According to Matherly, a new K-8 school was originally included in the project that built Grandview and Ridgeview elementary schools. “We’re definitely seeing the need for that school catching up to us, but we couldn’t afford it.”
Matherly said the third school was cut from the budget before a location was determined. “It would have been tough to build it then, and it will be tough to build it now, but we’re going to have to come up with a plan we can fund, and we’re doing the very best job we can.”
As far as priorities of the chairman, finding legal guidance for the Reapportionment Committee is the top goal. A second is ensuring the commission rules are updated to include all of the changes that have been made in the first few months.
“Then we need to look at meeting automation,” he said. “We’re still having issues with microphones, and considering some kind of on-screen voting.”
Rather than a verbal vote in a roll call format, commissioners were hoping to move to a system that would allow members to cast their votes in unison from their seats, with the votes immediately displayed on screen for the audience.
“There are also things in my district that could pop up tomorrow,” he noted.

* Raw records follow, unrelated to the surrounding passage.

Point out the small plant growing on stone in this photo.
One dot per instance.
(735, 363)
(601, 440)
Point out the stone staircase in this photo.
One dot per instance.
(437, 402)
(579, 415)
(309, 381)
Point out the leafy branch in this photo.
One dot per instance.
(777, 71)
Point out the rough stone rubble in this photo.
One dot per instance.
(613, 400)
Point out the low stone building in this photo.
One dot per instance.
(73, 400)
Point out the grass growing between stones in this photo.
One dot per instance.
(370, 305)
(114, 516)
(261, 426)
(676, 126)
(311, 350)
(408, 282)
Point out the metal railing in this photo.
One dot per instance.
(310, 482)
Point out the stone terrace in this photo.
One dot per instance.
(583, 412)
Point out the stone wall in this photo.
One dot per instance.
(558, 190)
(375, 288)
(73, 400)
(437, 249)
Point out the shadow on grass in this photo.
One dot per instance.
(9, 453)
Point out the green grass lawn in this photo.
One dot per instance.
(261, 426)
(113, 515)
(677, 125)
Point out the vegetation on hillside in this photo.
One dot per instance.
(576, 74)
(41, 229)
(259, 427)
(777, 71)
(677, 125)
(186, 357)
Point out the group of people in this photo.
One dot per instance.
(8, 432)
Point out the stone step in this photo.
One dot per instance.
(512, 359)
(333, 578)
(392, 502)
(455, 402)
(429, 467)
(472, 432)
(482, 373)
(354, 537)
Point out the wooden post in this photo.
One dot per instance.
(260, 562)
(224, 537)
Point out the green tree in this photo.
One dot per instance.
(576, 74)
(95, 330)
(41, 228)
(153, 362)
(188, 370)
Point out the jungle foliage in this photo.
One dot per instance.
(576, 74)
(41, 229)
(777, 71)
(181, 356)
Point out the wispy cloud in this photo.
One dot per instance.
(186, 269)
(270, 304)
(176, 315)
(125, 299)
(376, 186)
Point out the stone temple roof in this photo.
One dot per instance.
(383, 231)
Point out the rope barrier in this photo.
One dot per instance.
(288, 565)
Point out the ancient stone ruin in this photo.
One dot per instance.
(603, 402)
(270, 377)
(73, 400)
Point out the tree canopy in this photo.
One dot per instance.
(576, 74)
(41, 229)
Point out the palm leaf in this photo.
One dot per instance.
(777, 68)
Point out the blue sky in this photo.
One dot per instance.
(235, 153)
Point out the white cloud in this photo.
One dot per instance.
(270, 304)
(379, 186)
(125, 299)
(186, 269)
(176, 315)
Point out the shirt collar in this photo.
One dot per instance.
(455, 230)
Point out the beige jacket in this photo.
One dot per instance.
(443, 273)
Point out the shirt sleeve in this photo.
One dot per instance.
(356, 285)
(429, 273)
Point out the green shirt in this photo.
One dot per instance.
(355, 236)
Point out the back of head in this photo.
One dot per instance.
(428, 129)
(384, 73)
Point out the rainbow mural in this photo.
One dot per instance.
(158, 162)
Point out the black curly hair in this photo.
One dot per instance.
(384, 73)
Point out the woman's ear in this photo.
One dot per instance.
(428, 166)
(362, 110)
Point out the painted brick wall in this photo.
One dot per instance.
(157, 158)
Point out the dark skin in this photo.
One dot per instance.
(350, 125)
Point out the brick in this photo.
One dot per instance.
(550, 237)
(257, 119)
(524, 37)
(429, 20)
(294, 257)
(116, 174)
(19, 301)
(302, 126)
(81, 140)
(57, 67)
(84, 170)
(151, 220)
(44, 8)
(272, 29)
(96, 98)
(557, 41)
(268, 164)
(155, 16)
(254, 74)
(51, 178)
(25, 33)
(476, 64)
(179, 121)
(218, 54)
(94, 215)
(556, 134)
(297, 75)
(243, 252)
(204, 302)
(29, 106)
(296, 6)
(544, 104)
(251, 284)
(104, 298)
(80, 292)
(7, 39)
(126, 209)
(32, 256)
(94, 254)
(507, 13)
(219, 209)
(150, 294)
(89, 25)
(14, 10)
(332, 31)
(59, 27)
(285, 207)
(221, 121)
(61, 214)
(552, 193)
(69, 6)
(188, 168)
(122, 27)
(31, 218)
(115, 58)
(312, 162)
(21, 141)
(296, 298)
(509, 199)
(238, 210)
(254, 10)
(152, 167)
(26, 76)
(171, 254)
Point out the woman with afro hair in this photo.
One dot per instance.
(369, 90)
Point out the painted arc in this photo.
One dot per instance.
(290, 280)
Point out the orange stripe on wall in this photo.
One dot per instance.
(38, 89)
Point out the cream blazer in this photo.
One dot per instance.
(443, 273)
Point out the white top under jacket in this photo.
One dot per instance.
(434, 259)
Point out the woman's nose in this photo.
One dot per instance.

Matherly recently began his fourth term serving residents of the 1st District.
Another project soon to be under way will involve renovations to the Zoning Office conference room that will allow it to serve as a second county commission meeting room.
“We will be losing the second meeting room, the mayor’s conference room, when we turn that building over for the archive,” Matherly said.
While the primary meeting room will be on the second floor of the courthouse, a second one is needed. Following mostly cosmetic changes, the room will also be available for training sessions and department meetings.